Esse artigo faz parte de uma série de três tratando de temas de direito francês de interesse para a comunidade brasileira na França. O primeiro tratou da utilização de documentos falsos sob o prisma penal. Este trata da possibilidade de regularização administrativa, ou seja, de obtenção de uma carta de residência (“titre de séjour”) por pessoas vivendo na França de forma clandestina. O próximo será sobre os direitos trabalhistas do funcionário sem título de trabalho.
A “Admissão Excepcional à Residência”
Este artigo tratará somente da Admissão Excepcional à Residência (Admission Exceptionnelle au Séjour ou “AES”). É a hipótese mais frequente de pedido de regularização, mas não é a única. Por exemplo, os brasileiros que se casam com franceses ou com cidadãos de países membros da União Europeia tem uma facilidade maior para regularizar a sua situação na França.
Em princípio, uma carta de residente só pode ser concedida a um estrangeiro que entra na França com um visto de “longa estadia” (artigo L. 313-2 do Código de Entrada e Residência de Estrangeiros e do Direito de Asilo – “CESEDA”, para a sigla em francês). Ou seja, a entrada sem visto de brasileiros como turistas não permite o pedido de uma carta de residência, uma vez no território francês.

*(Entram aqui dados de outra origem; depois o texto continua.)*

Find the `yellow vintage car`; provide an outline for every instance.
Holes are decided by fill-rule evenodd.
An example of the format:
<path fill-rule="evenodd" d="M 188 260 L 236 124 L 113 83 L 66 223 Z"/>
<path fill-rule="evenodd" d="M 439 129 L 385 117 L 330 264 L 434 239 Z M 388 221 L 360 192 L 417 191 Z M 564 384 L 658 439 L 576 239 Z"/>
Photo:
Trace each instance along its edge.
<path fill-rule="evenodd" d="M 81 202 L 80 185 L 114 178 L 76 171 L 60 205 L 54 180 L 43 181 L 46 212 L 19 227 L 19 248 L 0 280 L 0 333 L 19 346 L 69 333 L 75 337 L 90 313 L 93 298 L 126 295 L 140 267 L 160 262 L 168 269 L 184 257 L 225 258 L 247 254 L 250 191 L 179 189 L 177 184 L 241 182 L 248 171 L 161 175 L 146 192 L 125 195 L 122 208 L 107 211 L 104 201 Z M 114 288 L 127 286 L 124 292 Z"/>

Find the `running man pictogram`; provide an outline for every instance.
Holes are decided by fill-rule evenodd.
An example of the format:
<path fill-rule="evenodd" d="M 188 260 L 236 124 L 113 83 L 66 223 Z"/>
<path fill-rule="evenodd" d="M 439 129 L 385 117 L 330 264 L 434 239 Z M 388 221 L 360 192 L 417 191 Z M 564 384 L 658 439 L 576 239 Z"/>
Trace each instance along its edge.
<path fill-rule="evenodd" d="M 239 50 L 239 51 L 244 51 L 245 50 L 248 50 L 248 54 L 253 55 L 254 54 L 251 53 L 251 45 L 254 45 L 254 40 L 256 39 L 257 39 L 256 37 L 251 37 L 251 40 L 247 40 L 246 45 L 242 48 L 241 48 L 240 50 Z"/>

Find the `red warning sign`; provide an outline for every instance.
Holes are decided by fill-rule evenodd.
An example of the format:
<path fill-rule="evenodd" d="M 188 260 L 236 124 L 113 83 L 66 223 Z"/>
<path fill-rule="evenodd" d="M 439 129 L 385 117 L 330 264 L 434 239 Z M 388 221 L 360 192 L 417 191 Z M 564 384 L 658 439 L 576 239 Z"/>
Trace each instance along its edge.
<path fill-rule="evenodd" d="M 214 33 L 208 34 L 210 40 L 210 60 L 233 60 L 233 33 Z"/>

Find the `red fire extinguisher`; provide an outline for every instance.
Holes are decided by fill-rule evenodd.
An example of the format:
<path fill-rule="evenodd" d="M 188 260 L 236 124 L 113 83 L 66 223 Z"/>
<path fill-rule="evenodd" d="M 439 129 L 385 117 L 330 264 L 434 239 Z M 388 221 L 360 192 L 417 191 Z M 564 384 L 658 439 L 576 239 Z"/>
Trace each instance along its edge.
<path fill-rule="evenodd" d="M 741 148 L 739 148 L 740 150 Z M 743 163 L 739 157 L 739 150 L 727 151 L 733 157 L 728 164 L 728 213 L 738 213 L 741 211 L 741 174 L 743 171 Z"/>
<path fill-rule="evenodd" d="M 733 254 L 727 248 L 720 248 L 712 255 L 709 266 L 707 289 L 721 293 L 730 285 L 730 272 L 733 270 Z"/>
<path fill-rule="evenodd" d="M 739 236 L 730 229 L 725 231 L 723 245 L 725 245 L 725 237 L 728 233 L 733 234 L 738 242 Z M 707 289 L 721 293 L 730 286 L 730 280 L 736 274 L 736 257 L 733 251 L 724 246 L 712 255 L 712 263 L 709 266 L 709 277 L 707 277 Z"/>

No entanto, o artigo L. 313-14 do CESEDA prevê que uma carta de residência temporária “assalariado” ou “vida privada e familiar” pode ser concedida, a não ser que a sua presença represente um perigo para a ordem pública, ao estrangeiro cuja admissão responda a critérios humanitários, ou se justifique por motivos excepcionais. Neste caso particular, a obrigação de entrada com visto de longa estadia não se aplica.
Admissão Excepcional à Residência é a única possibilidade de regularização para centenas de milhares de imigrantes clandestinos na França. O Governo da França estima que por volta de 300 mil pessoas vivem ilegalmente na França, mas é provável que o número seja bem maior. As cartas de residência concedidas sob o fundamento da Admissão Excepcional à Residência oscilam entre 10 mil e 40 mil por ano. Logo, a Admissão Excepcional à Residência permanece... excepcional.
Os “motivos excepcionais”
Os critérios para aplicação do artigo L. 313-14 do CESEDA não são estabelecidos pela lei. A única indicação é de uma circular ministerial de 2012, dita circular Valls, que propõe alguns parâmetros para a Admissão Excepcional à Residência.
Um critério é comum à carta “vida privada e familiar” e a carta “assalariado”: uma estadia relativamente longa de cinco anos. Por exceção, se o dossiê é bastante completo, pode-se aceitar uma duração menor, de três anos. Esta estadia deve poder ser comprovada através de documentos administrativos, principalmente relativos aos impostos.
Além disto, para a “vida privada e familiar” a pessoa deve estar casada e vivendo com um estrangeiro, que ele mesmo está legalmente na França. Outra hipótese é ter crianças na França, já escolarizadas há mais de três anos.
Para a carta “assalariado” é necessária a produção de folhas de salário (“fiches de paie”), pelo menos 8 nos últimos 24 meses, ou 30 nos últimos cinco anos. Ademais, é preciso apresentar um contrato de trabalho ou uma promessa de contratação, acompanhados de um formulário de pedido de regularização assinado pelo empregador.
Como indicado anteriormente, estes critérios são indicativos. A promessa do empregador não é sempre obrigatória, se a pessoa pode provar um tempo longo de residência na França. Do outro lado, um tempo mais curto será suficiente com o apoio do empregador. Tudo é decidido no “cas par cas”. A prefeitura guarda a sua margem de apreciação e ninguém pode nunca estar certo do resultado do pedido.
A assistência de um advogado não é obrigatória, mas é preciosa para analisar e montar o dossiê, obter uma hora marcada, acompanhar a pessoa à prefeitura, etc. O apoio do empregador é muitas vezes decisivo. Além disso, o processo toma tempo, e é necessário se armar de muita paciência.
De nada serve fazer o pedido se os critérios não estão reunidos. Mesmo que estejam reunidos, de nada serve se não há documentos suficientes para demonstrá-lo. No entanto, respeitando-se as condições, a Admissão Excepcional à Residência pode ser a chance de inserção real e duradoura na sociedade francesa e milhares de estrangeiros a obtém todos os anos.